RKO is often viewed as the forgotten child of Hollywood, despite being the studio behind some of this industry’s most celebrated films like “Citizen Kane,” “King Kong” and “The Hunchback of Notre Dame,” while employing Golden Era luminaries Cary Grant, Katharine Hepburn, Fred Astaire and Ginger Rogers.
Its status in the dustbin of Hollywood history is largely due to the fact that it hasn’t been a functioning studio — save for a few, mostly unsuccessful, attempts at a revival — since Howard Hughes sold it to the General Tire and Rubber Company in 1955. (Ask anyone old enough to remember Hughes’ ownership of RKO and you’ll likely get more than a few four-letter words.)

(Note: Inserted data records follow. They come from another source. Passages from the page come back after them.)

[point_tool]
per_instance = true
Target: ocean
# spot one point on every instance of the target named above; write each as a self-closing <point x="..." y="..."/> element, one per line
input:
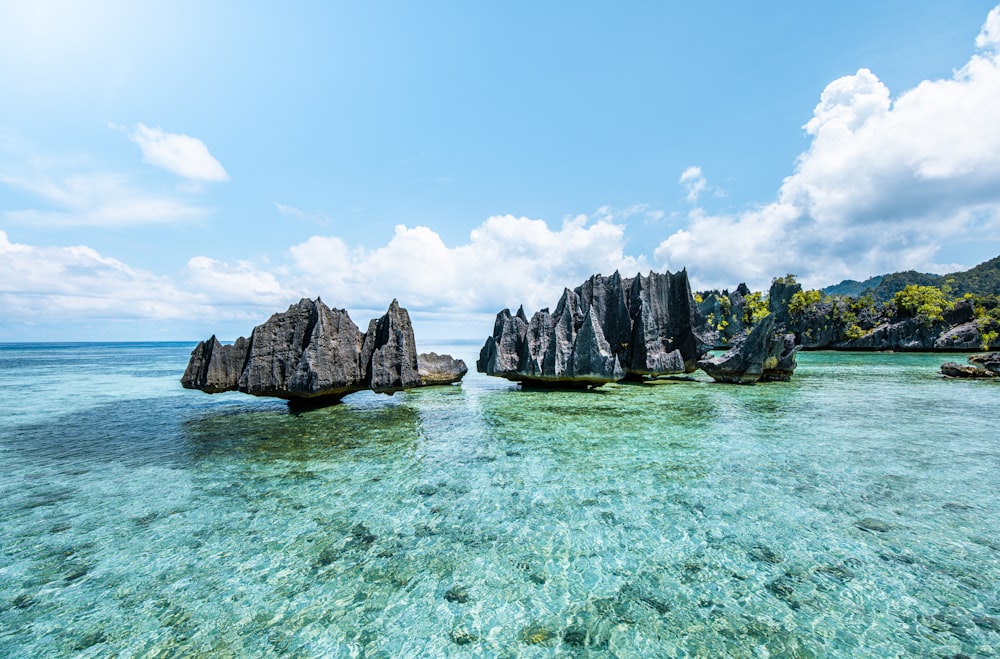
<point x="852" y="512"/>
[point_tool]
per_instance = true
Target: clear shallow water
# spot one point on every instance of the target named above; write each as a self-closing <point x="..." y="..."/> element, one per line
<point x="854" y="512"/>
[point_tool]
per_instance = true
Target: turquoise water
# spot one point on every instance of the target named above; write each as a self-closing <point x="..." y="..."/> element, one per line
<point x="853" y="512"/>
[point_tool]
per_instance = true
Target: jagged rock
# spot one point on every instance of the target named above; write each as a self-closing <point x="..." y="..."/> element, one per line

So it comes as a bit of a sad state of affairs that amid yesterday’s big music merger between BMG and Concord, the studio’s involvement in the deal didn’t get so much as a footnote. In fact, Page Six Hollywood had to reach out to a BMG spokesperson to confirm that RKO was even included in this deal.
If you recall, Concord surprisingly bought RKO last summer from Ted Hartley, who had owned the studio since 1991 with his wife, actress and Post cereal heiress Dina Merrill (she died in 2017). During Hartley’s 34 years of ownership, RKO was mostly known for producing a remake of “Mighty Joe Young” in 1998 starring Charlize Theron. Its last film was the 2015, direct-to-video comedy “Barely Lethal” featuring Hailee Steinfeld, Sophie Turner and Jessica Alba.
With BMG’s acquisition of Concord, it means that, yet again, RKO has a new corporate owner. (Along with Hughes and General Tire, past RKO ownership groups have included Six Flags, financier Floyd Odlum’s Atlas Corporation, RCA and Kennedy family patriarch Joseph Kennedy.) When the deal closes in the second half of this year, the combined company will be owned approximately 67% by Bertelsmann and approximately 33% by affiliates of Great Mountain Partners.
Under Concord, mostly known for its extensive music catalog, RKO was put under the company’s Originals division, and is led by co-presidents Sophia Dilley and Mary Beth O’Connor. A source says that the plan for RKO under BMG remains the same, with seven different projects in active development, the first being a new version of RKO’s stage musical “Top Hat.”
Other RKO classics include “Notorious,” “Bringing Up Baby” and “It’s a Wonderful Life.” Robert Mitchum once said of being under contract at the studio: “RKO made the same film with me for ten years. They were so alike I wore the same suit in six of them and the same Burberry trench coat.”